Hai Sahabat Virtues!

Berdasarkan artikel yang ditulis oleh Robbinson and Bryan T dengan judul “The Rise and Grind Of Hustle Culture” , Hustle Culture atau budaya kerja terus-terusan sebenarnya sudah ada sejak sebelum diberlakukannya Undang-Undang Keselamatan Kerja untuk mengeksploitasi pekerja agar tunduk pada kondisi kerja yang tidak manusiawi, seperti lingkungan kerja yang yang berbahaya, upah kerja rendah, dan jam kerja yang panjang.

Namun kini, Hustle Culture sudah menjadi lifestyle dan personal branding di kalangan millennials. Sekitar 45% orang khususnya pekerja dengan bangganya sering memposting setiap kegiatannya itu ke sosial media untuk menunjukkan bahwa mereka adalah orang yang produktif dan memiliki komitmen terhadap pekerjaannya. “Makin lo sibuk, makin lo sukses dan keren”. Mendukung ide bahwa “always-on” itu keren hingga berprinsip “No breaks. No leisure. No weekends off. No vacations. No sleep.” 

 

Jelas bahwa sosial media berperan besar dalam membentuk Hustle Culture ini. Rata-rata orang memeriksa ponsel sebanyak 46 kali per hari  menghabiskan hampir 5 jam per hari untuk berseluncur di sosial media. Seorang konsultan perusahaan teknologi, Bernie Klinder berpendapat bahwa “Jika anda memiliki teman yang kompetitif, bahkan mereka tetap bekerja pada hari libur, hal tersebut membuat Anda terlihat seperti pemalas”. Dari melihat kehidupan orang lain, persaingan yang meningkat kemudian terbentuk dan berkontribusi pada persepsi yang salah tentang “Favorability”. Bahwa setiap orang memiliki ketertarikan dan kesukaan yang berbeda-beda. 

Hustle Culture juga semakin di glamourized sejak era Start-Up. Banyak orang kemudian terobsesi ingin menjadi seperti Steve Jobs, Mark Zuckerberg, Elon Musk, Gary Vaynerchuk  dan kawan-kawannya. Fenomena Work From Home juga menjadi alasan munculnya Hustle Culture, dimana seseorang tidak lagi memiliki batasan antara bekerja dan bersantai di rumah. Makin banyaknya opsi pekerjaan yang bisa dikerjakan secara remote working juga memicu munculnya Hustle Culture karena memungkinkan untuk bekerja kapanpun dan dimanapun.

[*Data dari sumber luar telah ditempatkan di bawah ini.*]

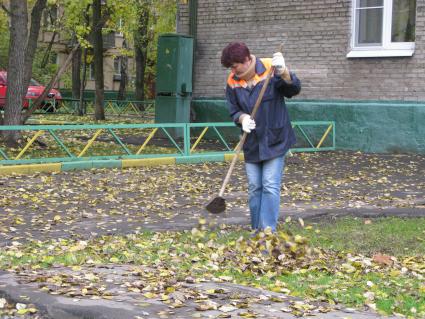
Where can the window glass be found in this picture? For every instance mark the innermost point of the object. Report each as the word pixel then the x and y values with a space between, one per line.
pixel 369 26
pixel 370 3
pixel 403 21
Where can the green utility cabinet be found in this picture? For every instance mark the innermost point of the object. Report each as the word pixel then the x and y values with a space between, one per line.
pixel 174 67
pixel 174 80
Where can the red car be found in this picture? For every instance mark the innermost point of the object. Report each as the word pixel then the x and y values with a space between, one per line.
pixel 35 89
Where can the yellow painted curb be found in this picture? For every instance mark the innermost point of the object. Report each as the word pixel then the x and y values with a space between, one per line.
pixel 229 157
pixel 30 168
pixel 148 162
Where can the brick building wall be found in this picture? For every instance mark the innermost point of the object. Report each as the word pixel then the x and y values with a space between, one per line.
pixel 316 35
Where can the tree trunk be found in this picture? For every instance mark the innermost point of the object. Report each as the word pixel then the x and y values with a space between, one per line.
pixel 140 47
pixel 32 41
pixel 99 113
pixel 16 87
pixel 81 106
pixel 123 73
pixel 76 78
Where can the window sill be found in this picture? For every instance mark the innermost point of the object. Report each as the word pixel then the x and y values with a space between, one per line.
pixel 379 53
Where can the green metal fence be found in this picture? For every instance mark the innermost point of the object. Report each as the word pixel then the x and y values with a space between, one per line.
pixel 64 143
pixel 111 107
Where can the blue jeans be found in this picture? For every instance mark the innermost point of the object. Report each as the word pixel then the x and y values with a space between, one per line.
pixel 264 181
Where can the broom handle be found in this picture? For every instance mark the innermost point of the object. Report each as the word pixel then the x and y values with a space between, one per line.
pixel 243 138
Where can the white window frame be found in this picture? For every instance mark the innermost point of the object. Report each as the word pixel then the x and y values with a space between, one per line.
pixel 388 48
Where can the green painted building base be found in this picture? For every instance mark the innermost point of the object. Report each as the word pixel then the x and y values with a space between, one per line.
pixel 368 126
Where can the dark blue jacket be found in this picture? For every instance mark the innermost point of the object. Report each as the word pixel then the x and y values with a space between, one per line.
pixel 273 135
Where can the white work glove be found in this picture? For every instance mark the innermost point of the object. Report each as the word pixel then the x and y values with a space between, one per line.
pixel 248 124
pixel 279 63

Kemunculan Hustle Culture juga terjadi di dunia Corporate, dimana yang seharusnya bekerja 9 sampai 5 jadi sering kerja lembur. Fenomena lembur di luar jam kerja sudah biasa kita saksikan di sekitar kita. Orang nongkrong di cafe bukan untuk berbincang dengan teman tetapi menyelesaikan pekerjaanya, Makan sambil checking email dan masih banyak hal lain.

Dalam dunia Corporate, Hustle Culture bisa dianggap sebagai hal negatif karena dianggap sebagai hasil dari tidak adanya dukungan terhadap Sumber Daya Manusia (SDM) dan dukungan yang diberikan di tempat kerja akibatnya banyak pekerja yang mengalami burnout (kelelahan akibat bekerja). Antara Hustle dan Burnout saling berkesinambungan. Orang bekerja terlalu keras demi memenuhi ekspektasi perusahaannya dan dia merasa belum mampu memenuhi ekspektasi tersebut sehingga ia harus terus hustle. Sehingga komunikasi yang proaktif dengan tim dan pemimpin sangat dibutuhkan disini demi menjaga efektivitas pekerjaan.

Apakah kamu salah satu penganut pekerja Hustle Culture Sahabat Virtues? Harus di imbangi dengan work life balance ya!